With the introduction of Elekta's new Leksell Gamma Knife® Icon™, the benefits of precision cranial radiosurgery are now available for more patients with a wider variety of tumor types and sizes. This latest generation stereotactic radiosurgery system for the brain, integrates advanced motion management, dose delivery and imaging technologies, significantly increasing the versatility of Gamma Knife radiosurgery. Elekta unveiled Leksell Gamma Knife Icon today at the 3rd ESTRO Forum in Barcelona.

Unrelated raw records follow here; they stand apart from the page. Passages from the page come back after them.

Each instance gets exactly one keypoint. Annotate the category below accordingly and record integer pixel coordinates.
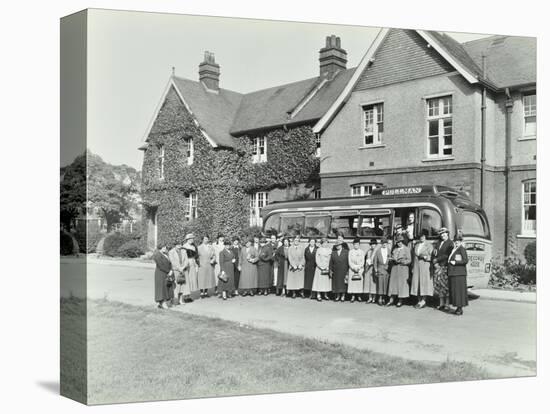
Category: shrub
(530, 253)
(132, 248)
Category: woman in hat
(296, 263)
(440, 262)
(356, 259)
(422, 282)
(400, 261)
(321, 281)
(458, 289)
(163, 276)
(249, 270)
(369, 282)
(338, 270)
(380, 265)
(207, 262)
(281, 258)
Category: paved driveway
(497, 335)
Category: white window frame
(527, 229)
(257, 202)
(161, 161)
(529, 110)
(377, 121)
(189, 150)
(444, 113)
(362, 189)
(259, 150)
(191, 200)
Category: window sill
(449, 158)
(372, 146)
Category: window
(317, 145)
(359, 190)
(191, 211)
(259, 153)
(257, 201)
(440, 127)
(317, 226)
(161, 162)
(189, 150)
(530, 114)
(373, 118)
(292, 225)
(430, 220)
(529, 218)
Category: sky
(131, 55)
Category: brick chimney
(209, 72)
(332, 57)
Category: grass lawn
(143, 354)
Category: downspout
(507, 165)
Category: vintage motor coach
(376, 215)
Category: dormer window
(259, 153)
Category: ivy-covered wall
(222, 178)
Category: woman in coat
(440, 262)
(369, 282)
(381, 269)
(249, 270)
(400, 261)
(321, 280)
(265, 267)
(162, 271)
(458, 289)
(281, 258)
(226, 280)
(296, 263)
(207, 261)
(356, 259)
(309, 267)
(339, 268)
(421, 282)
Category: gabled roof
(510, 60)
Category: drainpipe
(507, 165)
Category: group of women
(387, 273)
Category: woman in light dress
(248, 281)
(207, 261)
(321, 281)
(356, 272)
(369, 282)
(296, 263)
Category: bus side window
(430, 221)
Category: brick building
(422, 108)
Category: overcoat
(207, 260)
(356, 259)
(249, 269)
(309, 268)
(163, 267)
(401, 260)
(265, 265)
(381, 269)
(296, 262)
(228, 269)
(339, 267)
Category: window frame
(441, 117)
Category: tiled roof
(510, 60)
(214, 111)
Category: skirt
(321, 283)
(441, 283)
(458, 291)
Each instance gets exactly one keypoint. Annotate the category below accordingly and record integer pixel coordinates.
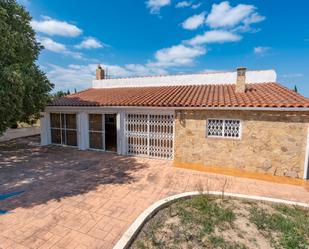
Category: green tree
(24, 87)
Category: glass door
(96, 132)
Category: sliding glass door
(63, 129)
(96, 132)
(103, 132)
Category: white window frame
(222, 136)
(64, 129)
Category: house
(242, 120)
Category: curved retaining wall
(128, 237)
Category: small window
(227, 128)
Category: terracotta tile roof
(223, 95)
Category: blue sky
(146, 37)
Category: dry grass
(209, 222)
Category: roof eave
(303, 109)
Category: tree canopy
(24, 88)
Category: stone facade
(271, 142)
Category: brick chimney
(100, 74)
(241, 80)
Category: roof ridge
(182, 74)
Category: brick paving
(87, 199)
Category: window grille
(227, 128)
(150, 135)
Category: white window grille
(150, 135)
(227, 128)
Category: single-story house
(242, 120)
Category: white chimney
(100, 74)
(241, 80)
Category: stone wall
(271, 142)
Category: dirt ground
(206, 222)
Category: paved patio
(87, 199)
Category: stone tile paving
(87, 199)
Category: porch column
(82, 131)
(306, 162)
(45, 128)
(120, 133)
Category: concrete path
(21, 132)
(87, 199)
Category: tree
(24, 87)
(295, 89)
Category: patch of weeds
(219, 242)
(140, 245)
(203, 211)
(291, 225)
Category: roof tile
(223, 95)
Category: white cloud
(57, 47)
(183, 4)
(195, 6)
(179, 55)
(55, 27)
(90, 43)
(51, 45)
(71, 76)
(81, 76)
(261, 50)
(214, 36)
(222, 15)
(292, 75)
(194, 22)
(156, 5)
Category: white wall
(45, 128)
(187, 79)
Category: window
(227, 128)
(63, 129)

"This is great news for patients," says Niklas Savander, Elekta President and CEO. "With the new functionality in Leksell Gamma Knife Icon, doctors will have even greater flexibility in how radiosurgery is delivered, in addition to more assurance about the radiation dose and how accurately it's targeted. This new Leksell Gamma Knife will further strengthen our leading position in radiosurgery and hopefully address some of the more complex brain disorders from which many people suffer."
Icon provides this increased flexibility by allowing physicians to choose either frame-based or frameless methods to immobilize the patient's head, in addition to the option to perform the treatment in a single session or multiple sessions (fractions or hypofractionation). The system even enables clinicians to choose the degree of precision needed for each patient's case – ranging from traditional radiosurgery accuracy to ultra-precise microradiosurgery.
"With Leksell Gamma Knife Icon, we expect two major changes," says Professor Jean Regis, a neurosurgeon and Gamma Knife program director at University Hospital La Timone (Marseilles, France). "First, the system will increase indications, in the sense that we will be able do more hypofractionation. The second great benefit of Icon is the ability to do true adaptive radiosurgery both interfraction and intrafraction. It has the capacity to detect and measure position changes – to automatically propose dose planning adaptation – while providing the operator with an estimate of the influence of these corrections for validation."
Elekta developed Icon to be the preferred modality to treat almost any intracranial target. It offers new functionality familiar to radiation oncologists, such as cone beam CT, which should help increase the adoption of radiosurgery. By being attractive to more clinics, more patients will have access to the benefits of precision cranial radiosurgery.
Maurits Wolleswinkel, Executive Vice President Neuroscience at Elekta, says: "By giving doctors greater clinical flexibility and precision, it should also give patients greater confidence and peace of mind. This system is intended to give physicians the ability and confidence to treat virtually any pathology found in the brain with the highest precision and certainty, and the efficient workflows that will allow them to do this every day in the clinic," he says.